Pero también la conciencia puede ser voz de sí mismo. Sabemos que el hombre tiene necesidad de recurrir a su interior y encontrar allí la seguridad existencial de su vida, encontrar una certeza que le asegure el buen rumbo de su existencia a través de sus actos, actitudes, motivaciones y opciones. Se descubre así la conciencia como la capacidad interior de buscar, de oír la verdad y de reconocer la realidad en la que nos movemos y convivimos.

Al respecto, enseña el Concilio Vaticano II: “En lo más profundo de su conciencia descubre el hombre la existencia de una ley que él no se dicta a sí mismo, pero a la cual debe obedecer, y cuya voz resuena, cuando es necesario, en los oídos de su corazón, advirtiéndole que debe amar y practicar el bien y que debe evitar el mal: haz esto, evita aquello. Porque el hombre tiene una ley escrita por Dios en su corazón, en cuya obediencia consiste la dignidad humana y por la cual será juzgado personalmente. La conciencia es el núcleo más secreto y el sagrario del hombre, en el que éste se siente a solas con Dios, cuya voz resuena en el recinto más íntimo de aquélla. Es la conciencia la que de modo admirable da a conocer esa ley cuyo cumplimiento consiste en el amor de Dios y del prójimo”. (GS 16)

Conciencia y Espíritu Santo

En nuestra cultura muchas veces se ha identificado la libertad con la omnipotencia y se ha relativizado la verdad: se considera que “ser libre es no tener límites para hacer lo que quiero”. Así la verdad depende de lo que a mí me parezca o de lo que yo opine.

En realidad, la libertad no consiste en hacer lo que uno quiere sino en la capacidad de elegir bien para poder amar. Esto supone la búsqueda de la verdad (discernimiento), la aceptación de la limitación humana (humildad) y la entrega -aun cuando sea costosa- al bien y al amor.

Muchas veces, en el camino de la vida, enfrentamos nuestra propia limitación o la de aquellos que viven cerca de nosotros y comenzamos a escuchar otras voces que nos presentan verdades centradas en otras realidades que no son Dios.

Es la oportunidad de pedir al Señor la gracia de que nos alcance una nueva libertad para buscar y querer la verdad de su Evangelio y desde allí anunciar con vitalidad testimonial el Amor de Dios.

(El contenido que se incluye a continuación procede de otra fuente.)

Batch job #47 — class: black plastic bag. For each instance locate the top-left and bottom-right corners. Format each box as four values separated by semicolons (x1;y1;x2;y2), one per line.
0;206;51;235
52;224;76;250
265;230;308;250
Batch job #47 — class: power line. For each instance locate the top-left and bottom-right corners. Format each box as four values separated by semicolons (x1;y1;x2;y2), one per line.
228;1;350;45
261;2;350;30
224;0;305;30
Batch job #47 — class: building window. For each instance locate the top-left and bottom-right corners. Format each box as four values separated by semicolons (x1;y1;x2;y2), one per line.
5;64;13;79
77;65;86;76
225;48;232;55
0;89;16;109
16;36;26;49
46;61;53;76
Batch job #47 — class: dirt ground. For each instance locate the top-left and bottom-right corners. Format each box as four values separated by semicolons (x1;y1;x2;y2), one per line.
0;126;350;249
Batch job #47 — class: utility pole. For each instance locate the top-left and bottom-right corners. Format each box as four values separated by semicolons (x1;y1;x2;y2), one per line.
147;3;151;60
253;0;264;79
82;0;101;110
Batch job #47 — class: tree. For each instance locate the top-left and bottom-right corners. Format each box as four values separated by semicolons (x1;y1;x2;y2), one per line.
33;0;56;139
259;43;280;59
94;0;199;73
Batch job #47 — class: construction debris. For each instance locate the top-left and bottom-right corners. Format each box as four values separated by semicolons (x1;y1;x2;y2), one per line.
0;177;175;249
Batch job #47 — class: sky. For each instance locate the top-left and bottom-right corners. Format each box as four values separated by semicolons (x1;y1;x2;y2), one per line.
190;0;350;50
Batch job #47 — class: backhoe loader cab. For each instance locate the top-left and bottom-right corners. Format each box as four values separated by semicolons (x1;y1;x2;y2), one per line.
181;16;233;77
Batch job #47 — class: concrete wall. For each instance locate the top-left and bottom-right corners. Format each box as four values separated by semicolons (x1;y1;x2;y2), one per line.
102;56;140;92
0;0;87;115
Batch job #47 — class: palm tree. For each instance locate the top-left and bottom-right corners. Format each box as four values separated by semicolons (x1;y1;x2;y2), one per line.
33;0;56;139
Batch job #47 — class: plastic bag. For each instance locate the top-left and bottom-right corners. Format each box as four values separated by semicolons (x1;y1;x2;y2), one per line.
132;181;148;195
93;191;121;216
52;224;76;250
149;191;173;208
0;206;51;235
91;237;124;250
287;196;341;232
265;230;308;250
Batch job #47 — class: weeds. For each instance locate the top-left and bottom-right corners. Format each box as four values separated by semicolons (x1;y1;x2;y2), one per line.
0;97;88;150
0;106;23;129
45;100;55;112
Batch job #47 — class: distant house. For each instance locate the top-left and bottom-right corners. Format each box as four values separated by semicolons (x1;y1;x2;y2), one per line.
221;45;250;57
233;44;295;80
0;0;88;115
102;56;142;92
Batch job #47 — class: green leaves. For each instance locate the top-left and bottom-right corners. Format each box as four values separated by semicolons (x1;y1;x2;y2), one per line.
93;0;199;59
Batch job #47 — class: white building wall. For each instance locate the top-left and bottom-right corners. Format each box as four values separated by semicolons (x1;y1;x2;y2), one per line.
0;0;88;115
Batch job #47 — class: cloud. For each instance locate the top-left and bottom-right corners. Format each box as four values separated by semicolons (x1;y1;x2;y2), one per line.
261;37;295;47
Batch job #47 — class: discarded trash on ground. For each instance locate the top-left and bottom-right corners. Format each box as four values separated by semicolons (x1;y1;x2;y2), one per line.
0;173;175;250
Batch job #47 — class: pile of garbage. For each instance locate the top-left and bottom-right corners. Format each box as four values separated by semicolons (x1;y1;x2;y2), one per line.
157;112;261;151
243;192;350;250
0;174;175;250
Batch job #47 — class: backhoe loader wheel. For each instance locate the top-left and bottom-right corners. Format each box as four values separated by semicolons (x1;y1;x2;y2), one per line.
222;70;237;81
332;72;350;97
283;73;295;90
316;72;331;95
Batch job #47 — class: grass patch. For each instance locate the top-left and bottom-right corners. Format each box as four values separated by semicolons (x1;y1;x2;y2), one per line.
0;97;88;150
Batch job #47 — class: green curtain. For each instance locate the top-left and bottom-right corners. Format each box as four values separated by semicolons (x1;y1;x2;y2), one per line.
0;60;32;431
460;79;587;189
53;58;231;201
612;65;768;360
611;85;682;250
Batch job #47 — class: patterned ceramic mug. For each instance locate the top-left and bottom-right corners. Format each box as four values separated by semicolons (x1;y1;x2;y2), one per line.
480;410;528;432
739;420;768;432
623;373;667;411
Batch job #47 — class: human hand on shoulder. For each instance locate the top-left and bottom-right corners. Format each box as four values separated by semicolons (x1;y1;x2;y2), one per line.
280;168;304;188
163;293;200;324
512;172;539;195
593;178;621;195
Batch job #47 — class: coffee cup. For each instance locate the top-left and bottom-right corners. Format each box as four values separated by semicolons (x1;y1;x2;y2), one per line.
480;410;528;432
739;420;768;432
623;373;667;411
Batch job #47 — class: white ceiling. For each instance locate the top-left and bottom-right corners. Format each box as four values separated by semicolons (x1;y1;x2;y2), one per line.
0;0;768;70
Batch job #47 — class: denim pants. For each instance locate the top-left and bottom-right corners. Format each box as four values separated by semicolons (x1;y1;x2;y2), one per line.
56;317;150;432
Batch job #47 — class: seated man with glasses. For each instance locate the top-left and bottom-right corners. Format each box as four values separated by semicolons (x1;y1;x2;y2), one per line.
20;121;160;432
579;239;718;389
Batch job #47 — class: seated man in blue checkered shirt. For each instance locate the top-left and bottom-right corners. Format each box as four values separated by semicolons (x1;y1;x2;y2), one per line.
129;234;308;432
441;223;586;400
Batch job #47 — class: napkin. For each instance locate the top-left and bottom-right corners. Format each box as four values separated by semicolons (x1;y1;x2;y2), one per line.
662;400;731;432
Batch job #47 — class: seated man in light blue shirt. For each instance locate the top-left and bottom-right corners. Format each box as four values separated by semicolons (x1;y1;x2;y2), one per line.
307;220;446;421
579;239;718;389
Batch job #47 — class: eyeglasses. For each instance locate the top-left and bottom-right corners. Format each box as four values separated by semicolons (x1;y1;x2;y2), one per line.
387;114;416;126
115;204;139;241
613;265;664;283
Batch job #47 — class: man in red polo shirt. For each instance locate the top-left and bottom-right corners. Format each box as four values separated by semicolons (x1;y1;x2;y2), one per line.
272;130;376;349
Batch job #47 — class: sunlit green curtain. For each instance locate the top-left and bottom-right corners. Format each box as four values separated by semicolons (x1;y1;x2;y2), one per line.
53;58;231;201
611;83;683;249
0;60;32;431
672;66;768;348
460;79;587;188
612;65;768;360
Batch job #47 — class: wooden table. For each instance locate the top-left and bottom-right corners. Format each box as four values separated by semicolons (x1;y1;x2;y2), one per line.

Pueden guiarnos en esta búsqueda las enseñanzas del teólogo inglés John Henry Newman, quien fue proclamado beato en el año 2010. Su lema personal era “el corazón habla al corazón”, lo profundo del corazón del hombre es capaz de conocer a Dios y de escucharlo. Por eso este sacerdote sostenía que no debe confundirse la conciencia con la opinión personal o con los propios sentimientos, sino que “conciencia” significa la capacidad de verdad del hombre: la capacidad de reconocer en los ámbitos decisivos de su existencia una verdad, “la” verdad. La conciencia es así la capacidad del hombre para reconocer la verdad, que le señala el deber de encaminarse hacia la verdad, de buscarla y de someterse a ella allí donde la encuentre.

El hombre que busca responder a la realidad con un corazón abierto a la verdad es aquel capaz de reconocerla y de actuar de acuerdo con aquello que descubre. “En cuanto a la conciencia, para el hombre existen dos modalidades de seguirla. En la primera, la conciencia forma sólo una especie de intuición hacia lo que es oportuno, una tendencia que nos recomienda una cosa u otra. En la segunda, es el eco de la voz de Dios. Todo depende de esta diferencia. La primera vía no es la de la fe; la segunda lo es”, decía el Card. Newman.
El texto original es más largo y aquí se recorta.